When Hawthorn beat Geelong in the 2013 preliminary final, ending a run of eleven straight losses to the Cats, salivating journos had the opportunity to rehash everything they’d already written about Kennett’s curse, on Friday, Thursday and every other day during the week. But of all the things written about Kennett’s curse, the one I’m stunned not to have read is: E(X) = (1 – p^r) / (p^r.(1 – p))

This roughly translates as: if two teams play a whole bunch of football matches, how many would you expect them to play before one team suffers from X: Kennett’s curse?

The answer, with the curse at 11 games, assuming that both teams have an equal chance of winning each match, is 4094 – and Geelong and Hawthorn have only played 152.

The key assumption, though, is “equal chance”. If the Geelong edge is as little as 55-45 – good enough to win 11 games out of every 20 – the calculation for E(Kennett) drops to just 1592. (If Hawthorn has the edge, it blows out to 11864… yikes.)

Surprisingly, providing a general formula for the probability of a string of wins within a longer series of matches isn’t easy, but you can do it using a ridiculously complex formula.
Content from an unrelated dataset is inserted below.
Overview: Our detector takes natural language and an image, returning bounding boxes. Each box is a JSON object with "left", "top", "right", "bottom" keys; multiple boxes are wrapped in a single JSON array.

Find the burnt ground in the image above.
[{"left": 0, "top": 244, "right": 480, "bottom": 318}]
Using it for a string of 11 wins within 150 matches, at a fifty-fifty chance of winning for each team: Kennett’s curse will occur 3.3% of the time. (Update: you can see a table of Kennett curse calculations here.)

But hasn’t this “experiment” of teams playing sequences of matches against each other been performed many more times than just now, with Geelong and Hawthorn?

Geelong beat North Melbourne 23 times in a row in the 1920s and 30s, with not an ex-premier in sight. Essendon won 20 straight against St Kilda from 1981-1991, the fabled “crap team curse”. But genuine rivals have met in many, many sequences of matches. There are 66 combinations of rivalries just amongst the clubs comprising the VFL in 1986, on the eve of expansion – the probability of *none* of these resulting in an eleven-game “curse” is equal to (1 – 0.033)^{66 }= 0.109, or around 10.9%. Of course, only a fraction of these rivalries are as evenly-fought as Hawks-Cats – but only 21 or so are needed to bring the probability of a “curse” down to 50-50.

So, when Geelong-Hawthorn rolls around again – make sure that any discussion of the Kennett curse includes a healthy dose of of the fancy formula above.

Or maybe just direct people to the blog.